Responding to Beggars - greenokapi
https://stallman.org/articles/responding-to-beggars.html
======
shopkins
I take the same policy, especially after moving to the city I'm in now, where
I encounter a lot of panhandling.

It started one night when I was beginning to tell one guy who approached me,
"No I don't have any--" he interrupts and says, "Naw man I just want some
food." I make more money than I need, so we go to a nearby Chinese place (his
idea) where they seemed to know him. They wanted him to wait outside, but I
sat out there and listened to him ramble while he waited for his meal. He
talked about how his girl had been pestering him to marry her for 17 years,
and how people will betray you and such.

I was late to meet my friends for dinner, but the experience had an effect on
me and helped reset my worldview a bit.

------
Broken_Hippo
I strangely don't have the same policy - but it does depend on my safety. Home
in Trondheim (Norway), I regularly give to one particular beggar when I see
him. The begging is in general organized (the police know, and refuse to do
anything because folks aren't agressive). He generally just smiles and says hi
to folks. Others, I give occasionally. Never to anyone agressive, and never
that much. I have to admit, however, that sometimes I think the folks earn it
simply for sitting outside for hours in the wintertime.
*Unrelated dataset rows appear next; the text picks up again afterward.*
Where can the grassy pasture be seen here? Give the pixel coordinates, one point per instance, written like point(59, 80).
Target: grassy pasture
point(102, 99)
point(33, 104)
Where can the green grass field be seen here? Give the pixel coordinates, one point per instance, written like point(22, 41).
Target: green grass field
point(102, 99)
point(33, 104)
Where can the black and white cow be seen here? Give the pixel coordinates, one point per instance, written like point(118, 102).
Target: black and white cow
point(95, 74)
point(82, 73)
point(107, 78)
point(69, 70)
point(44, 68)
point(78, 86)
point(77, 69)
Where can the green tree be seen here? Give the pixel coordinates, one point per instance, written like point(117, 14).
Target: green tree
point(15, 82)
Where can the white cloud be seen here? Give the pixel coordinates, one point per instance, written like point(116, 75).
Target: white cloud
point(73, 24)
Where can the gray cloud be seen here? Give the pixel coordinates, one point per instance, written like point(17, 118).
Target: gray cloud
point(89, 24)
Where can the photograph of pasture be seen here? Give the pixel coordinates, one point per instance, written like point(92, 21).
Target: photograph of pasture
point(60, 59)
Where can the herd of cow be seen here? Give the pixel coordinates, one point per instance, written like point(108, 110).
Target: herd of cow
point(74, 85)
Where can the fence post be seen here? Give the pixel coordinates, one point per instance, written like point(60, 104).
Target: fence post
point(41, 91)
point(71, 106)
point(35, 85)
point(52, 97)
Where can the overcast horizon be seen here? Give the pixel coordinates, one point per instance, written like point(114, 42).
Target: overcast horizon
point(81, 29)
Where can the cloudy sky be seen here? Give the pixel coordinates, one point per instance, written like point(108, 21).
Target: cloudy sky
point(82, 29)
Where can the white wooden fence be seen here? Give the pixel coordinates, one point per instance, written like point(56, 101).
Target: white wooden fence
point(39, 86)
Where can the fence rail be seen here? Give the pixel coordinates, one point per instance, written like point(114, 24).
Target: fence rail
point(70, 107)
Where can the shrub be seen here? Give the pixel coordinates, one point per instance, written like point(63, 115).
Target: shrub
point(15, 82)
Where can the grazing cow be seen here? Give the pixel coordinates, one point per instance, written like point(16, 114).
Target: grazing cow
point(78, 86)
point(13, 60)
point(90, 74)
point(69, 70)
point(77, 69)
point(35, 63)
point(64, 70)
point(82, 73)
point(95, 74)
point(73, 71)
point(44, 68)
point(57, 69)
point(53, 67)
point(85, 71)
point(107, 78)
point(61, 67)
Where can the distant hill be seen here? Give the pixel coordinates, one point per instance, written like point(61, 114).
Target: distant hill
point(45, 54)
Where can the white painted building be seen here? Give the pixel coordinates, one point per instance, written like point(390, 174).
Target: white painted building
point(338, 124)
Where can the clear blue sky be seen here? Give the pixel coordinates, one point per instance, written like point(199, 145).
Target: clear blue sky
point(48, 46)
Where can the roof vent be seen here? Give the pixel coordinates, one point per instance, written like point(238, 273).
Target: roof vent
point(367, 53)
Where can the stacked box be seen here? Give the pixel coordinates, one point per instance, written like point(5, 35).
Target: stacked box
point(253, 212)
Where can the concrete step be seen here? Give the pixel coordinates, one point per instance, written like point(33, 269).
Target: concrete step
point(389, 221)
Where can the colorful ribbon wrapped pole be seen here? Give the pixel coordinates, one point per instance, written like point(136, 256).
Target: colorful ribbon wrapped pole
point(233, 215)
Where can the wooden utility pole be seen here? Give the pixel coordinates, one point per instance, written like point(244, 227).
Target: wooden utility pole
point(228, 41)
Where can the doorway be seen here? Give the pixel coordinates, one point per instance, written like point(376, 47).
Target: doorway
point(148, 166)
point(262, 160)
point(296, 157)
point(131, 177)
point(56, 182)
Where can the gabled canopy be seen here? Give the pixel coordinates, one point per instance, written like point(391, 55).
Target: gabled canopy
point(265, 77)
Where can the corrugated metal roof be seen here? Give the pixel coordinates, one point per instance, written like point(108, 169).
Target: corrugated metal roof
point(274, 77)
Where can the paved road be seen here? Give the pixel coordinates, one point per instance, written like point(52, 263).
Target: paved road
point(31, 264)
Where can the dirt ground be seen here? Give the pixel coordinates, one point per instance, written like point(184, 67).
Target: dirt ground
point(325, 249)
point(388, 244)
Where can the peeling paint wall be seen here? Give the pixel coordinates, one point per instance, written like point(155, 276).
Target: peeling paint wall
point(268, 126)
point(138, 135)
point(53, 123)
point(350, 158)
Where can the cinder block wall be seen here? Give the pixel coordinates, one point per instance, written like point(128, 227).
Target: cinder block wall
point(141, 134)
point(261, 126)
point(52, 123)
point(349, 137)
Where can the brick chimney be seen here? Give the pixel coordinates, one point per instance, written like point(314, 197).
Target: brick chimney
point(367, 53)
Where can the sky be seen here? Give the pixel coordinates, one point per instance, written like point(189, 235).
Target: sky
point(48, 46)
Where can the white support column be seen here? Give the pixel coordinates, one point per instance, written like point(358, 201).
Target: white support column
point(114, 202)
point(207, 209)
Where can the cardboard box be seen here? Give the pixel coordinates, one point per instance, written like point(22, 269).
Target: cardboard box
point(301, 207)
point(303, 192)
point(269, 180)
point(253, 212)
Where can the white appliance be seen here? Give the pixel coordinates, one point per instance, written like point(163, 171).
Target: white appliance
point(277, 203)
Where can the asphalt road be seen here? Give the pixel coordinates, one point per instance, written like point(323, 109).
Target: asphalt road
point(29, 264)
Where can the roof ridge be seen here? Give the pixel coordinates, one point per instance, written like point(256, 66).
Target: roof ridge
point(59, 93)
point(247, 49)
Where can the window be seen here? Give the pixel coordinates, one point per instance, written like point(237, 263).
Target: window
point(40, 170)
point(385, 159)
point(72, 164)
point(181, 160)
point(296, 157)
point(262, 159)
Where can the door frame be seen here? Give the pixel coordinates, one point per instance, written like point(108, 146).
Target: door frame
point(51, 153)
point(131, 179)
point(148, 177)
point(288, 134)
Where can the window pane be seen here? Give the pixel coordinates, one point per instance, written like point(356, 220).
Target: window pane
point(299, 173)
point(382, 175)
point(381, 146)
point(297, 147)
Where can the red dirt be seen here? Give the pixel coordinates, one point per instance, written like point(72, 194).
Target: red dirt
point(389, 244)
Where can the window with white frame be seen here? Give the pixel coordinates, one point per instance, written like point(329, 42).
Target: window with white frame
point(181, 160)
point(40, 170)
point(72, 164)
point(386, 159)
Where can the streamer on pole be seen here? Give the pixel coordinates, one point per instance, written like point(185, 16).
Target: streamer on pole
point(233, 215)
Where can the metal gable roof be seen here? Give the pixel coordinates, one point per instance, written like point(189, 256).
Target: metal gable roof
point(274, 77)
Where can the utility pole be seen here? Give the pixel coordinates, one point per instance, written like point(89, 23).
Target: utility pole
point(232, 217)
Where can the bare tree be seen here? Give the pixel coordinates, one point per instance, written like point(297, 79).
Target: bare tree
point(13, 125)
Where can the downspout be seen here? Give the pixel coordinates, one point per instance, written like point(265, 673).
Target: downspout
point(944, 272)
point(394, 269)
I'll occasionally grab
some change when I know I'm going to the center of town for that reason.

In Amsterdam, I'm cautious, especially if I'm traveling alone. I'm female, and
though I know security is there, some people are pretty agressive anyway. I've
given a cigarette here and there, but nothing more.

When I lived in the states, it would depend on the situation. I assumed most
folks were lying, but would give change or a dollar or two occasionally,
depending on attitude. I've occasionally bought a cheap meal for folks, or
coffee.

I figure overall, a few folks really needed the money or were really
appreciative, so it all works out. I'm not giving anything that takes food or
anything away from myself, so I'm not losing anything either. I wish no one
needed to do such things, or lie about their situation or be able to earn more
begging than with a normal job - but that's not the world I live in right now.